Learning a language at school was always a high priority for many of us growing up, however now there is a need to learn a language of a different kind. Learning a computer programming language can benefit children in many ways, for one it teaches them to think logically and resolve puzzles. Not to mention it sets them in good stead for a possible career choice in later life.
The “Hour of Code” programme is a global initiative to encourage people to learn to code, whilst traditionally run over a week in December each year it also focusses on the year-round benefits of bit sized learning. There are many resources available for the initiative and a wider level of great websites and apps available which make it not only easy but also fun to learn. Learning the concepts behind coding in a fun and easy to digest way can only benefit not only kids but also those young at heart adults too, we take a look at some of the great offerings out there.
The really neat thing about Code.org is the way it has structured the lessons, you go from really basic concepts all the way up to creating a programme that uses functions and other typical coding techniques.
Their “Hour of Code” sessions are in many cases tied to the TV shows and games the kids love such as Minecraft, Star Wars, Disney Infinity and yes even Frozen. Letting the kids loose on writing their own programme to move Elsa around in set staged puzzles allows them to gain a real sense of achievement whilst keeping them interested with their favourite characters.
Perfectly packaged into small enough nuggets so as not to get boring and with each set completion there’s a certificate and in many cases the kids can even share the games they made.
In a similar fashion Scratch delivers a object orientated concept to it. Dragging and drop set pieces to enable actions and build your application.
The primary difference is however the lack of guidance in terms of lessons, whilst there are tutorials it doesn’t have the same feeling of gradual learning as Code.org. There is however room for greater creativity with the ability to upload your own graphics and use them within your programme.
Many schools tend to veer towards Scratch as it allows them to create the lessons themselves and perhaps that is it’s greatest asset, the freedom to do what you want including teachers building custom lessons from the tool.
Not forgetting ScratchJr which is designed for younger children and primarily for use on tablets.
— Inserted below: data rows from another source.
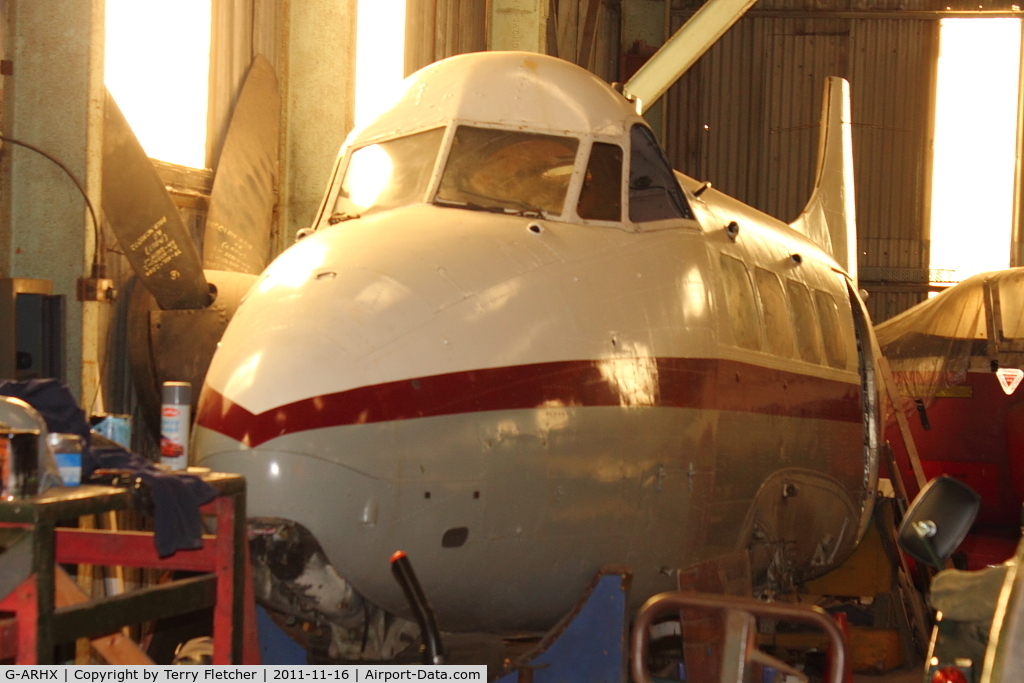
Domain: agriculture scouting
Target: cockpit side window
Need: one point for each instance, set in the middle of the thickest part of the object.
(387, 175)
(601, 197)
(654, 194)
(507, 171)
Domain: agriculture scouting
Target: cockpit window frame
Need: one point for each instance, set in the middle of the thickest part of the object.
(342, 162)
(567, 213)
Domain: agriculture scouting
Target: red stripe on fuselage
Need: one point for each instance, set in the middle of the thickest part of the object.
(692, 383)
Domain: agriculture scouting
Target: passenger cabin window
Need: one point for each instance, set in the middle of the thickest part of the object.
(387, 175)
(832, 331)
(601, 197)
(740, 307)
(804, 321)
(654, 194)
(778, 323)
(507, 171)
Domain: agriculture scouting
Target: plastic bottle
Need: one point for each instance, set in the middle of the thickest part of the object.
(67, 451)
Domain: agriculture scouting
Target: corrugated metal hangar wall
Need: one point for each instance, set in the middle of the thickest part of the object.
(745, 118)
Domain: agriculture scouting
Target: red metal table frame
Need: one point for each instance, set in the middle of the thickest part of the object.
(39, 627)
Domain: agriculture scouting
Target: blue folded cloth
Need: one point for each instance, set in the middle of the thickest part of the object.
(176, 498)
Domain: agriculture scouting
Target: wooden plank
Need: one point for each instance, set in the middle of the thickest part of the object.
(151, 603)
(115, 648)
(83, 648)
(904, 427)
(130, 549)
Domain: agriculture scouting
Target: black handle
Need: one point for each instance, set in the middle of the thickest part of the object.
(401, 568)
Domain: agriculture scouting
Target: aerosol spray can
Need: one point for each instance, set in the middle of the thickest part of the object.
(174, 422)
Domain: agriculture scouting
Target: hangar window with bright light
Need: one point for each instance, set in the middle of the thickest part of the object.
(157, 66)
(974, 146)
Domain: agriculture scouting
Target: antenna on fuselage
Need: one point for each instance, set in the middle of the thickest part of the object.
(829, 219)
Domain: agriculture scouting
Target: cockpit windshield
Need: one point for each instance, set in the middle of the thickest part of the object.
(508, 171)
(387, 175)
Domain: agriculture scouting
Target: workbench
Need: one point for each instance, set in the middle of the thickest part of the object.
(39, 626)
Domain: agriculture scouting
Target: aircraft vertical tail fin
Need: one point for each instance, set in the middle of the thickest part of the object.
(829, 217)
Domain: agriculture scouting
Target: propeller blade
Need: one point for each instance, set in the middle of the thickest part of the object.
(239, 222)
(145, 221)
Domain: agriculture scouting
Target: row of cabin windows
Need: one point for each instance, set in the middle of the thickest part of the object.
(792, 328)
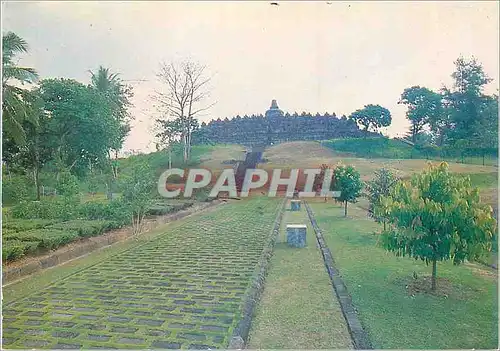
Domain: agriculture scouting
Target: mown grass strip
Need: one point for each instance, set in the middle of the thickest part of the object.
(298, 309)
(463, 315)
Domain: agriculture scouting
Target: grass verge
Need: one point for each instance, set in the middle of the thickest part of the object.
(298, 308)
(393, 306)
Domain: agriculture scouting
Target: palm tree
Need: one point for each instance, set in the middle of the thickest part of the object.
(16, 101)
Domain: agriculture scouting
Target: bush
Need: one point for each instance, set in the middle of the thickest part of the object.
(14, 249)
(162, 208)
(62, 209)
(21, 225)
(116, 211)
(46, 238)
(67, 185)
(85, 228)
(375, 147)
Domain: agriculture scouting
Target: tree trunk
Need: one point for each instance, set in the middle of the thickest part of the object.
(434, 273)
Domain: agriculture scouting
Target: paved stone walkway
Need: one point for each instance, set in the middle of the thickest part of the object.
(183, 289)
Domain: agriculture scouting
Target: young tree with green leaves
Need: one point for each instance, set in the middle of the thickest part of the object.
(381, 185)
(16, 104)
(424, 105)
(437, 216)
(372, 117)
(347, 180)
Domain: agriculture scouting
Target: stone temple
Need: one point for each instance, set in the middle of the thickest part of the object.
(277, 126)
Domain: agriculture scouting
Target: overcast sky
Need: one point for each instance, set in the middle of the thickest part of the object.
(310, 56)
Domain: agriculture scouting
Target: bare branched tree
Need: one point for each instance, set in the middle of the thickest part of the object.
(185, 95)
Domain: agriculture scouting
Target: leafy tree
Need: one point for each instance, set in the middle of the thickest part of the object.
(437, 216)
(118, 95)
(424, 105)
(485, 137)
(138, 187)
(15, 100)
(464, 102)
(372, 116)
(346, 179)
(380, 186)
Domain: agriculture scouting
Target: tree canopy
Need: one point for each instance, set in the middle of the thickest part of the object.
(437, 216)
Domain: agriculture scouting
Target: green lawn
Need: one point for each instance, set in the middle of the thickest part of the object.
(463, 315)
(298, 309)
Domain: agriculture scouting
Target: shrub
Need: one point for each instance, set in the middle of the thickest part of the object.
(85, 228)
(17, 188)
(14, 249)
(67, 185)
(63, 209)
(47, 238)
(116, 211)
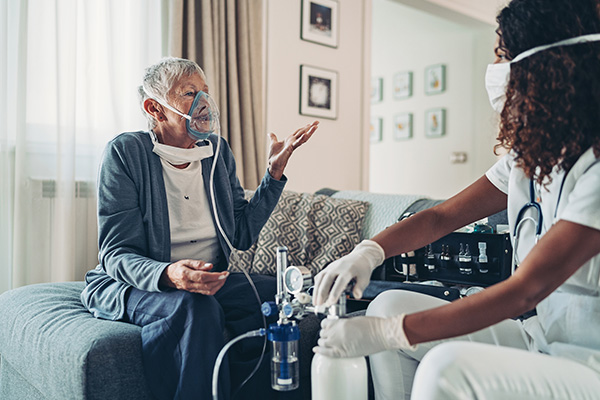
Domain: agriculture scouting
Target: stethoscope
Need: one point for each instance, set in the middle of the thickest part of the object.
(539, 222)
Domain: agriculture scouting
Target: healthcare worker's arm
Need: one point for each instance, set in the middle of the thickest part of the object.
(557, 256)
(477, 201)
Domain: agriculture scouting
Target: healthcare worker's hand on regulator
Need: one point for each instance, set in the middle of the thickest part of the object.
(361, 336)
(280, 152)
(193, 276)
(358, 265)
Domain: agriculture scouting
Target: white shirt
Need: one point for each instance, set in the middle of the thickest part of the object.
(568, 320)
(193, 233)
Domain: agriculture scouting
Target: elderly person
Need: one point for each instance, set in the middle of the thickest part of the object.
(545, 83)
(170, 208)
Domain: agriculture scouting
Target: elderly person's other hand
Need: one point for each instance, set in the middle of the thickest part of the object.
(280, 152)
(193, 276)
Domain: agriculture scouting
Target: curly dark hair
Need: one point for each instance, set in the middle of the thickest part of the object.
(552, 111)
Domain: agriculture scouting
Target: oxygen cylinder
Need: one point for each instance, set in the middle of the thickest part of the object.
(339, 378)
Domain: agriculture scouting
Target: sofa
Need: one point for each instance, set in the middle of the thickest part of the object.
(51, 347)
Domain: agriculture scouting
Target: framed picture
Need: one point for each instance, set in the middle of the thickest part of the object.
(435, 122)
(435, 79)
(320, 22)
(376, 90)
(402, 85)
(318, 92)
(376, 133)
(403, 126)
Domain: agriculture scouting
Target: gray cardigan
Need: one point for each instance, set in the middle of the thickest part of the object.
(133, 219)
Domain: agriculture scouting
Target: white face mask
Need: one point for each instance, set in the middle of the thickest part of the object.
(178, 155)
(497, 75)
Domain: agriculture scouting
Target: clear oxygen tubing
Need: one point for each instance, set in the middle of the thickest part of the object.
(221, 356)
(231, 249)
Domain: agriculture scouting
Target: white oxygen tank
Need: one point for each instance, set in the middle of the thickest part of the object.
(339, 378)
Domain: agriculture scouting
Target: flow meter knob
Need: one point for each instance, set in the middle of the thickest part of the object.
(269, 308)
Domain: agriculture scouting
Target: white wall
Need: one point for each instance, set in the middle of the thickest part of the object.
(335, 156)
(406, 39)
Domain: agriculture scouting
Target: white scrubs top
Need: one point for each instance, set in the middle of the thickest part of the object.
(568, 320)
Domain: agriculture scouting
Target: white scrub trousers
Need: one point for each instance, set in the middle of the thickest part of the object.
(493, 363)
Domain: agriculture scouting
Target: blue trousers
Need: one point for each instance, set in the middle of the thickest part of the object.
(183, 332)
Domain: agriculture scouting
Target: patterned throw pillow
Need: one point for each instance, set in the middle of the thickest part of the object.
(316, 230)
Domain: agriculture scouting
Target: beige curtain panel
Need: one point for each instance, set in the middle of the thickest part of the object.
(225, 38)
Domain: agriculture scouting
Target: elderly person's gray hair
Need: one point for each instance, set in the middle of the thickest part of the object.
(159, 79)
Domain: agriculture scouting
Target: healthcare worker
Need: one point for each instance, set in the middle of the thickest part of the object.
(545, 83)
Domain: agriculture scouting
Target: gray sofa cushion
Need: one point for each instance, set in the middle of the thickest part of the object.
(60, 349)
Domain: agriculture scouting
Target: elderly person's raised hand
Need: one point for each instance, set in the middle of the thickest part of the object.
(193, 276)
(280, 152)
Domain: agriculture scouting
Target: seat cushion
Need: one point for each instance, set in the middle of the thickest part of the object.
(62, 351)
(316, 230)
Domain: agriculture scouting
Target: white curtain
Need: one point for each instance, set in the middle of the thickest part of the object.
(69, 71)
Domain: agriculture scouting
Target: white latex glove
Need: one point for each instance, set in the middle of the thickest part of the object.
(361, 336)
(358, 265)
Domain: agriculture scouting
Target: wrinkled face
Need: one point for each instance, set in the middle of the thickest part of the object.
(184, 90)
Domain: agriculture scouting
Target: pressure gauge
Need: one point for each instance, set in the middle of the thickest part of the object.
(297, 279)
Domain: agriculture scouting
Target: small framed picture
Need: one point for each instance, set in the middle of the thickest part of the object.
(435, 122)
(402, 85)
(376, 133)
(403, 126)
(376, 90)
(318, 92)
(435, 79)
(320, 22)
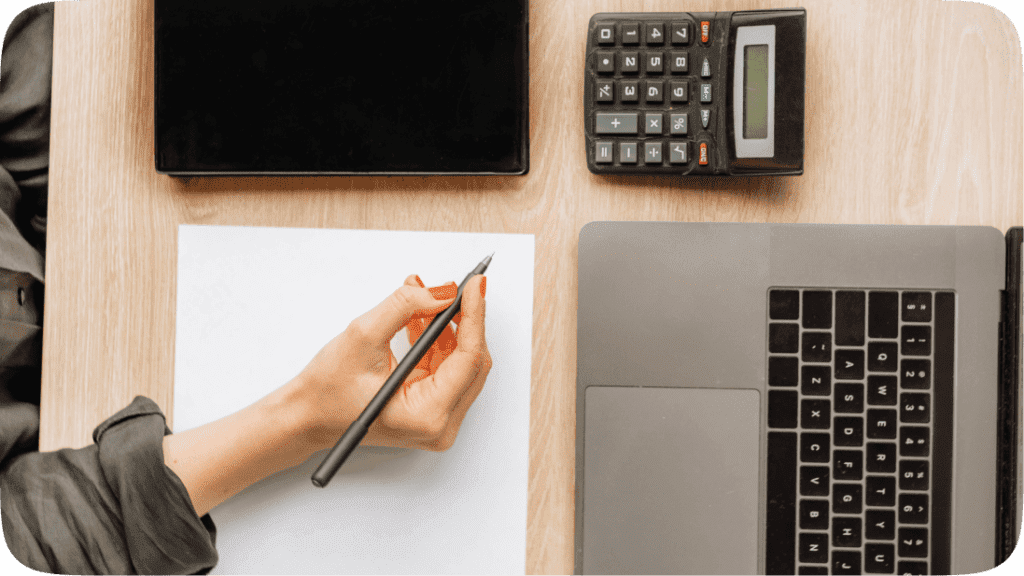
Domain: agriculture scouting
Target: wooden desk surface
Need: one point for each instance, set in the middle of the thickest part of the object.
(913, 116)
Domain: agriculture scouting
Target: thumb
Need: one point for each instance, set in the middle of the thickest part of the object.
(381, 323)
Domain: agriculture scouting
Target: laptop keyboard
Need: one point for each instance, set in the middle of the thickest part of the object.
(860, 387)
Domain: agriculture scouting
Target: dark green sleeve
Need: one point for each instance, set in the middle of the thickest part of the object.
(112, 507)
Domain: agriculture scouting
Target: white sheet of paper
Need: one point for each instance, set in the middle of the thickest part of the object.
(255, 304)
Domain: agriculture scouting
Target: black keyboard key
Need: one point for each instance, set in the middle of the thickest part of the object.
(914, 408)
(817, 310)
(815, 380)
(849, 319)
(849, 398)
(782, 370)
(915, 340)
(916, 306)
(912, 508)
(914, 441)
(846, 563)
(781, 409)
(849, 430)
(847, 498)
(813, 546)
(846, 532)
(816, 346)
(880, 559)
(848, 464)
(883, 315)
(849, 364)
(913, 475)
(813, 481)
(881, 423)
(880, 525)
(881, 457)
(780, 529)
(882, 391)
(915, 374)
(783, 337)
(911, 569)
(814, 448)
(942, 433)
(912, 542)
(881, 491)
(882, 357)
(815, 414)
(814, 515)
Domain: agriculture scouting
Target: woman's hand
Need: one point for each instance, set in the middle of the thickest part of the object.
(310, 412)
(428, 409)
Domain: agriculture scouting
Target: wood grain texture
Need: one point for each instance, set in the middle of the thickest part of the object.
(913, 116)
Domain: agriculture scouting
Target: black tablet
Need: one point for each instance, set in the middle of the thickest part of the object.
(341, 87)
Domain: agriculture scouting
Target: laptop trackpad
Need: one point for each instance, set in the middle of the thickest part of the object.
(671, 481)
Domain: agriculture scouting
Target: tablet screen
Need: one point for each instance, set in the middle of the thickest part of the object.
(357, 86)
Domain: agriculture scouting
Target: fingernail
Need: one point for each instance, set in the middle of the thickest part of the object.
(443, 292)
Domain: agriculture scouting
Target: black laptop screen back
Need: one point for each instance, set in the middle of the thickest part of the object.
(341, 86)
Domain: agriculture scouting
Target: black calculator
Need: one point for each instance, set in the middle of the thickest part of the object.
(699, 93)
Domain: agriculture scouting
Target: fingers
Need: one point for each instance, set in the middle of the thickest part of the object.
(380, 324)
(470, 358)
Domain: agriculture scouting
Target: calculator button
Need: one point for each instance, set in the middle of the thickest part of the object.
(616, 124)
(679, 63)
(630, 63)
(680, 91)
(706, 93)
(680, 33)
(628, 91)
(679, 124)
(653, 124)
(631, 34)
(655, 63)
(652, 153)
(655, 33)
(654, 90)
(678, 155)
(628, 153)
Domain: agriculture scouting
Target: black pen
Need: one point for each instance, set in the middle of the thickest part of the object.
(353, 435)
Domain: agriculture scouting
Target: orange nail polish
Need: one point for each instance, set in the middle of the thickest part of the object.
(443, 292)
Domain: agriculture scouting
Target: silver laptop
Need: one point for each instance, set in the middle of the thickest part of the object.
(797, 399)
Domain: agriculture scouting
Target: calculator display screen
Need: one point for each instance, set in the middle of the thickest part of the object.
(756, 91)
(350, 86)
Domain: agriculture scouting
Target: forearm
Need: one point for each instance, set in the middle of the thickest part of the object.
(217, 460)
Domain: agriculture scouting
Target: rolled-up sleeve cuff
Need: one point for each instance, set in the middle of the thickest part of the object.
(162, 532)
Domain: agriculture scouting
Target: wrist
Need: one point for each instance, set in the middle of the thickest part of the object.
(305, 415)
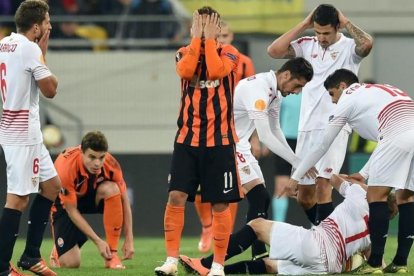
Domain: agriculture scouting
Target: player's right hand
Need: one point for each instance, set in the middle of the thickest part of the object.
(104, 249)
(197, 27)
(308, 21)
(44, 42)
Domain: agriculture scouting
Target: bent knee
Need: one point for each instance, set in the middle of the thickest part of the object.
(108, 188)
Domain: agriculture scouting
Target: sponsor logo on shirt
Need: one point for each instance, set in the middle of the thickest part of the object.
(260, 105)
(334, 55)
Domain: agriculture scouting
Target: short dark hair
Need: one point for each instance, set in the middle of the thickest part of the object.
(340, 75)
(94, 140)
(298, 68)
(30, 12)
(207, 10)
(326, 14)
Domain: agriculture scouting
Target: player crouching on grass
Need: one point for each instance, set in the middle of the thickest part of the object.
(92, 183)
(326, 248)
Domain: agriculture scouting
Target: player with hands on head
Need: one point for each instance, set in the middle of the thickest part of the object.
(23, 73)
(92, 183)
(204, 148)
(327, 50)
(383, 113)
(257, 103)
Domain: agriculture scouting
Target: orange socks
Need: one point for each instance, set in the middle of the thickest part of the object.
(173, 227)
(233, 211)
(204, 211)
(113, 218)
(221, 233)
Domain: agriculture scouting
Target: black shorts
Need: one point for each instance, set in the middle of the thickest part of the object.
(213, 168)
(65, 233)
(282, 167)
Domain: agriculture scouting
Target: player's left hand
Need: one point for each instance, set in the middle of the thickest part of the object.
(128, 250)
(290, 190)
(342, 19)
(212, 26)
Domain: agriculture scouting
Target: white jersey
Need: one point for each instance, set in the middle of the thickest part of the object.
(345, 231)
(316, 102)
(377, 112)
(255, 97)
(21, 65)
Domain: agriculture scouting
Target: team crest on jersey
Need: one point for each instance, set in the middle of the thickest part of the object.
(334, 55)
(260, 104)
(246, 170)
(35, 181)
(60, 242)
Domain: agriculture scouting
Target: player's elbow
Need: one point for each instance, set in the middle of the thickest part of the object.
(274, 51)
(185, 74)
(48, 86)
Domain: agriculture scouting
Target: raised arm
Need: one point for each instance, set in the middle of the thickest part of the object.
(281, 48)
(363, 40)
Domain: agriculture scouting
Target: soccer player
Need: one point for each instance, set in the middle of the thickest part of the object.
(245, 68)
(322, 249)
(204, 148)
(256, 107)
(289, 120)
(382, 113)
(327, 51)
(23, 72)
(92, 183)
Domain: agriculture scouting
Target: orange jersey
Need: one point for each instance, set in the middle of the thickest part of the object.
(207, 86)
(245, 68)
(76, 180)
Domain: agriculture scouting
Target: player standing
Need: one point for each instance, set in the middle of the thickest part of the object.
(30, 168)
(382, 113)
(204, 148)
(327, 51)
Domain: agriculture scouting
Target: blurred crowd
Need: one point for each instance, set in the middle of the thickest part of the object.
(124, 19)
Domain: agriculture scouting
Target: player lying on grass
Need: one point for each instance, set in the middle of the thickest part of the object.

Other services including Hopscotch, Kodable & Tynker are all also work a look. Some are free, some have a small charge such as Tynker. However we were especially impressed with the parental controls around Tynker and their Minecraft based lessons as they seem to offer a high level of integration, again keeping kids interested and giving real reasons to learn to code.
Code.org is a great starting point, with no costs involved it encourages self learning and with the character driven bite size lessons the kids love it (Not to mention some of us adults).
Coding shouldn’t necessarily rely on teachers for kids to learn, they need to get interested in it and hooked from an early age and that means finding ways to get them excited about using it and for us Code.org is that way.